Reinforcement Learning for Unsupervised Video Summarization with Reward Generator Training
Mehryar Abbasi, Hadi Hadizadeh, Parvaneh Saeedi
TL;DR
TR-SUM tackles unsupervised video summarization by replacing adversarial training with a two-stage, generator-guided reinforcement learning pipeline. A self-supervised generator provides a reconstruction-based reward, guiding a transformer-based summarizer to select frames that maximize reconstruction fidelity, with a per-video baseline for stability. The approach yields state-of-the-art F-scores on SumMe and TVSum (SumMe: 54.5, TVSum: 62.3) and demonstrates superior training stability and efficiency compared with GAN-based methods. These results suggest reconstruction fidelity is a strong proxy for informativeness and that the proposed generator-based reward can robustly align automatic summaries with human judgments.
Abstract
This paper presents a novel approach for unsupervised video summarization using reinforcement learning (RL), addressing limitations like unstable adversarial training and reliance on heuristic-based reward functions.
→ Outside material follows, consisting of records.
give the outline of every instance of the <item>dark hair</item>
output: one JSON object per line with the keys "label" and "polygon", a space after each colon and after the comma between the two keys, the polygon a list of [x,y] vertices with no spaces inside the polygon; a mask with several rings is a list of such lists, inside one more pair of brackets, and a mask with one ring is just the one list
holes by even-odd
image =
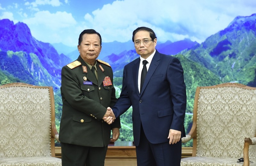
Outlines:
{"label": "dark hair", "polygon": [[156,33],[155,33],[153,30],[149,28],[142,26],[137,28],[134,30],[133,32],[132,32],[132,42],[134,42],[134,36],[135,36],[135,34],[140,31],[145,31],[149,32],[149,36],[151,39],[154,40],[155,39],[156,39]]}
{"label": "dark hair", "polygon": [[83,40],[83,36],[85,33],[88,33],[89,34],[97,34],[100,37],[100,46],[101,45],[101,37],[100,35],[100,34],[98,32],[96,32],[94,29],[85,29],[82,32],[80,33],[80,35],[79,35],[79,39],[78,39],[78,45],[79,46],[81,44],[81,42]]}

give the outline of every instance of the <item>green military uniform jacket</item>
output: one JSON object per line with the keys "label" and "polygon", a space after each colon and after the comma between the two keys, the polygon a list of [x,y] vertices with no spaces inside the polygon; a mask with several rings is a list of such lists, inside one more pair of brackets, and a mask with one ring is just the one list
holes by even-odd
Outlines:
{"label": "green military uniform jacket", "polygon": [[102,119],[107,108],[113,106],[117,99],[112,68],[108,63],[97,61],[98,82],[80,56],[62,69],[61,142],[105,146],[109,143],[111,128],[121,128],[119,118],[110,125]]}

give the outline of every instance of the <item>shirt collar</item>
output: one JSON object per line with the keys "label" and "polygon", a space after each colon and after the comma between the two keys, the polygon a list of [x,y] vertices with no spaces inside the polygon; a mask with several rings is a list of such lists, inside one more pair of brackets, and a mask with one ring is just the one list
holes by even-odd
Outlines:
{"label": "shirt collar", "polygon": [[151,61],[152,61],[152,59],[153,59],[153,57],[154,56],[154,55],[155,55],[155,53],[156,53],[156,49],[155,49],[155,51],[154,52],[153,52],[153,53],[152,54],[149,55],[149,56],[146,59],[145,59],[141,57],[141,56],[140,56],[140,63],[141,64],[142,63],[142,61],[144,60],[147,60],[147,61],[148,61],[148,63],[149,64],[150,64],[150,63],[151,63]]}

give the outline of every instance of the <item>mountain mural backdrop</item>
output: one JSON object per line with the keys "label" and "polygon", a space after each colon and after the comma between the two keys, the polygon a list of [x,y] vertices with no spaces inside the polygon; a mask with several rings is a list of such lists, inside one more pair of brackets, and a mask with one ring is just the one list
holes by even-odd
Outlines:
{"label": "mountain mural backdrop", "polygon": [[[99,59],[111,65],[118,97],[122,88],[124,67],[139,55],[131,40],[103,42],[102,46]],[[60,89],[61,69],[79,55],[75,48],[69,53],[62,54],[63,47],[61,44],[52,44],[36,40],[23,23],[14,24],[8,19],[0,20],[0,84],[20,82],[52,86],[58,129],[62,106]],[[160,53],[176,56],[183,68],[188,97],[185,124],[187,133],[192,124],[196,87],[228,82],[256,87],[256,14],[237,17],[226,28],[220,30],[201,44],[189,39],[174,42],[168,41],[158,42],[156,49]],[[132,109],[121,117],[119,141],[133,140]],[[191,142],[183,145],[192,145]]]}

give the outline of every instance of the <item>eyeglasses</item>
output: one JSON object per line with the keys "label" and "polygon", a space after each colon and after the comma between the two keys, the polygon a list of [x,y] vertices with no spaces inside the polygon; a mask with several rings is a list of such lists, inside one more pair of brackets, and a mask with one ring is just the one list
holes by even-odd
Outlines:
{"label": "eyeglasses", "polygon": [[[148,44],[149,43],[149,41],[150,40],[153,40],[154,39],[151,39],[151,40],[149,40],[149,39],[145,39],[145,40],[142,40],[142,43],[143,44]],[[140,43],[141,42],[141,41],[140,40],[137,40],[135,41],[133,43],[134,43],[134,45],[135,46],[140,46]]]}

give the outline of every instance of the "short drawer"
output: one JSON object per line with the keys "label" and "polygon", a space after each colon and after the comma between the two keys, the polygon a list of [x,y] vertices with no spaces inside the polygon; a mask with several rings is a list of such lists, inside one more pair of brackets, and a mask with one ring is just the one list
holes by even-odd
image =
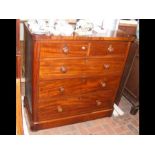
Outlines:
{"label": "short drawer", "polygon": [[91,44],[90,56],[119,55],[125,56],[128,42],[100,41]]}
{"label": "short drawer", "polygon": [[[53,102],[53,103],[52,103]],[[98,110],[112,109],[113,92],[96,92],[79,97],[59,98],[39,104],[38,119],[45,121],[91,113]]]}
{"label": "short drawer", "polygon": [[84,66],[84,59],[40,61],[40,80],[80,77],[83,74]]}
{"label": "short drawer", "polygon": [[41,43],[40,58],[85,57],[88,53],[87,42]]}
{"label": "short drawer", "polygon": [[115,90],[120,76],[71,78],[39,83],[39,99],[80,95],[98,90]]}
{"label": "short drawer", "polygon": [[120,75],[123,67],[124,59],[122,57],[111,58],[89,58],[86,61],[85,75]]}

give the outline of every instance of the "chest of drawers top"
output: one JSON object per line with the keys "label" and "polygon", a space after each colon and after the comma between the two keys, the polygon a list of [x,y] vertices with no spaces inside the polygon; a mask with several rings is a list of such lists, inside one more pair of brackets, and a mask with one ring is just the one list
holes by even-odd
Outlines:
{"label": "chest of drawers top", "polygon": [[133,35],[129,35],[127,33],[125,33],[122,30],[105,30],[104,33],[102,34],[97,34],[97,33],[93,33],[91,35],[85,35],[85,36],[80,36],[78,34],[73,34],[72,36],[53,36],[53,35],[38,35],[38,34],[33,34],[31,33],[31,31],[29,30],[27,24],[24,24],[25,30],[31,35],[31,37],[33,38],[33,40],[38,40],[38,41],[56,41],[56,40],[86,40],[86,41],[90,41],[90,40],[115,40],[115,41],[133,41],[135,39],[135,37]]}

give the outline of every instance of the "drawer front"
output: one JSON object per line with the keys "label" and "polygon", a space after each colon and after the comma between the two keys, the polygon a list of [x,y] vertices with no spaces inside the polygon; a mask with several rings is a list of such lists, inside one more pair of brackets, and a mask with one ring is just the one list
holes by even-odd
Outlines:
{"label": "drawer front", "polygon": [[120,55],[125,56],[128,42],[102,41],[91,44],[90,56]]}
{"label": "drawer front", "polygon": [[85,75],[96,76],[96,75],[120,75],[123,67],[124,59],[122,57],[112,58],[91,58],[87,59]]}
{"label": "drawer front", "polygon": [[120,76],[72,78],[42,81],[39,84],[39,99],[80,95],[98,90],[115,90]]}
{"label": "drawer front", "polygon": [[87,42],[41,43],[40,58],[85,57],[88,52]]}
{"label": "drawer front", "polygon": [[79,77],[84,70],[83,59],[40,61],[40,80]]}
{"label": "drawer front", "polygon": [[96,92],[79,97],[59,98],[39,104],[39,121],[58,119],[68,116],[80,115],[97,110],[112,109],[113,92]]}

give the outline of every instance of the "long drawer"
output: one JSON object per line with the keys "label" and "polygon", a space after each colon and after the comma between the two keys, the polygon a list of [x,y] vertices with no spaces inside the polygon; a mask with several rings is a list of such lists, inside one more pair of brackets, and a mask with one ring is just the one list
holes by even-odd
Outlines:
{"label": "long drawer", "polygon": [[113,91],[107,90],[81,96],[50,99],[39,103],[38,119],[45,121],[113,108]]}
{"label": "long drawer", "polygon": [[120,74],[122,57],[88,59],[50,59],[40,61],[40,80]]}
{"label": "long drawer", "polygon": [[88,54],[88,42],[41,43],[40,58],[85,57]]}
{"label": "long drawer", "polygon": [[113,76],[41,81],[39,99],[79,95],[98,90],[115,90],[119,78],[120,76],[113,74]]}

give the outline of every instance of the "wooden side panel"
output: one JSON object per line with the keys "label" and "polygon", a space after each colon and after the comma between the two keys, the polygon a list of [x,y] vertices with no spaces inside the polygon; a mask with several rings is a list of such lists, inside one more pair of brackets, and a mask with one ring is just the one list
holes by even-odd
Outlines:
{"label": "wooden side panel", "polygon": [[30,112],[32,113],[32,58],[33,44],[32,38],[26,31],[25,35],[25,96],[27,97]]}

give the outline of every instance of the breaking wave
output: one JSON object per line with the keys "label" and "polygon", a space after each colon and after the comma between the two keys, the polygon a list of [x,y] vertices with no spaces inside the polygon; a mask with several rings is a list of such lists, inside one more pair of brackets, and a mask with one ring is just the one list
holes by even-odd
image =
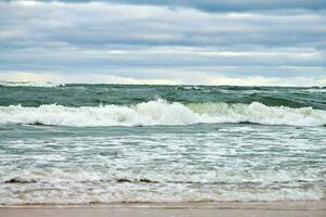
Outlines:
{"label": "breaking wave", "polygon": [[0,106],[0,124],[53,126],[151,126],[214,123],[324,126],[326,111],[251,104],[167,102],[159,99],[136,105],[68,107],[57,104]]}
{"label": "breaking wave", "polygon": [[0,86],[7,87],[43,87],[43,88],[52,88],[52,87],[63,87],[63,84],[59,82],[34,82],[34,81],[0,81]]}

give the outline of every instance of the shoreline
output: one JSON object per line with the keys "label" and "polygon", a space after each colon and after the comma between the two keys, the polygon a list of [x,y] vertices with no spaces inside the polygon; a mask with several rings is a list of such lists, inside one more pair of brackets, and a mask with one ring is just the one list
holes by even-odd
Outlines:
{"label": "shoreline", "polygon": [[326,214],[326,201],[116,203],[80,205],[1,205],[0,217],[63,216],[313,216]]}

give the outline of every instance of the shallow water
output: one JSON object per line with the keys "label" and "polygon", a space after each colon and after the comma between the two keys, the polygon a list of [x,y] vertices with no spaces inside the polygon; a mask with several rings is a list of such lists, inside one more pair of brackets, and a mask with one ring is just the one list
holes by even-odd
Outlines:
{"label": "shallow water", "polygon": [[325,200],[325,95],[0,86],[0,204]]}

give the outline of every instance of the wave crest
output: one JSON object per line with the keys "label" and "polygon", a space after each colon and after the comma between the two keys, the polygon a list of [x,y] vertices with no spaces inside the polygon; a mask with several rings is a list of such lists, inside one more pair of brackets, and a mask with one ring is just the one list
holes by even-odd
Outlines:
{"label": "wave crest", "polygon": [[326,111],[251,104],[166,102],[159,99],[136,105],[68,107],[57,104],[24,107],[0,106],[0,124],[54,126],[151,126],[214,123],[323,126]]}

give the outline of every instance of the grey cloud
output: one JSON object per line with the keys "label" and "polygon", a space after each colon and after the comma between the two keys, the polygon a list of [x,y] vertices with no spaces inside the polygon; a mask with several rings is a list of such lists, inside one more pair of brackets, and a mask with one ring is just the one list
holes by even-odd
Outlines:
{"label": "grey cloud", "polygon": [[[49,2],[50,0],[43,0]],[[63,2],[91,2],[93,0],[61,0]],[[170,8],[188,7],[208,12],[221,11],[256,11],[256,10],[288,10],[288,9],[326,9],[323,0],[100,0],[106,2],[166,5]]]}
{"label": "grey cloud", "polygon": [[[172,5],[165,2],[158,4]],[[1,2],[0,74],[325,77],[326,10],[306,9],[206,13],[104,2]]]}

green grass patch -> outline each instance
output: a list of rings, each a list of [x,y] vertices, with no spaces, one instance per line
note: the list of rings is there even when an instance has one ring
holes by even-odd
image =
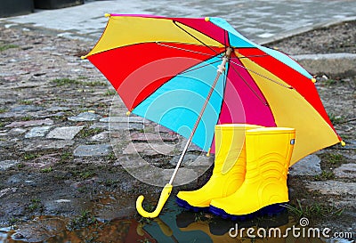
[[[41,169],[42,173],[49,173],[49,172],[52,172],[52,171],[53,171],[53,168],[51,167],[51,166],[49,166],[48,168]]]
[[[35,159],[38,157],[38,155],[36,154],[33,154],[33,153],[25,153],[23,155],[23,159],[24,160],[31,160],[31,159]]]
[[[320,174],[317,174],[314,176],[316,181],[328,181],[335,179],[335,174],[332,171],[321,171]]]

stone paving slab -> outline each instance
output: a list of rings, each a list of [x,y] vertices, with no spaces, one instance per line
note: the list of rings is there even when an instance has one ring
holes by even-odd
[[[289,168],[290,175],[317,175],[321,174],[320,158],[310,155],[302,158]]]
[[[72,140],[83,128],[84,126],[56,127],[47,134],[46,138]]]
[[[356,182],[339,181],[308,182],[306,187],[309,190],[318,190],[324,195],[356,196]]]

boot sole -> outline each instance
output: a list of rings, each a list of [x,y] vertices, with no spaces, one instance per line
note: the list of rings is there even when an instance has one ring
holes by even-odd
[[[193,211],[194,213],[209,212],[209,207],[194,207],[190,205],[186,200],[181,199],[178,197],[175,197],[175,202],[178,204],[179,207],[190,211]]]
[[[226,213],[223,209],[215,207],[214,206],[209,207],[209,211],[213,213],[213,215],[222,217],[222,219],[230,219],[232,221],[247,221],[250,220],[254,217],[262,217],[262,216],[276,216],[286,212],[286,203],[277,203],[266,206],[254,213],[243,215],[235,215]]]

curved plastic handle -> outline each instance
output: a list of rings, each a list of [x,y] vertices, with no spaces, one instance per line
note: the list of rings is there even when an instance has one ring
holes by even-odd
[[[169,195],[171,195],[173,186],[169,183],[166,184],[165,187],[162,190],[161,195],[159,196],[159,200],[157,205],[157,207],[155,211],[153,212],[147,212],[143,209],[142,207],[142,202],[144,199],[144,197],[141,195],[140,197],[137,198],[136,200],[136,209],[137,212],[145,218],[155,218],[158,216],[159,213],[162,211],[163,207],[165,206],[165,203],[169,198]]]
[[[160,218],[155,218],[153,219],[154,222],[158,224],[159,229],[161,229],[162,232],[166,235],[167,237],[173,236],[173,231],[172,229],[166,223],[164,223]]]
The method operates on the principle that reconstruction fidelity serves as a proxy for informativeness, correlating summary quality with reconstruction ability. The summarizer model assigns importance scores to frames to generate the final summary. For training, RL is coupled with a unique reward generation pipeline that incentivizes improved reconstructions. This pipeline uses a generator model to reconstruct the full video from the selected summary frames; the similarity between the original and reconstructed video provides the reward signal. The generator itself is pre-trained self-supervisedly to reconstruct randomly masked frames. This two-stage training process enhances stability compared to adversarial architectures. Experimental results show strong alignment with human judgments and promising F-scores, validating the reconstruction objective.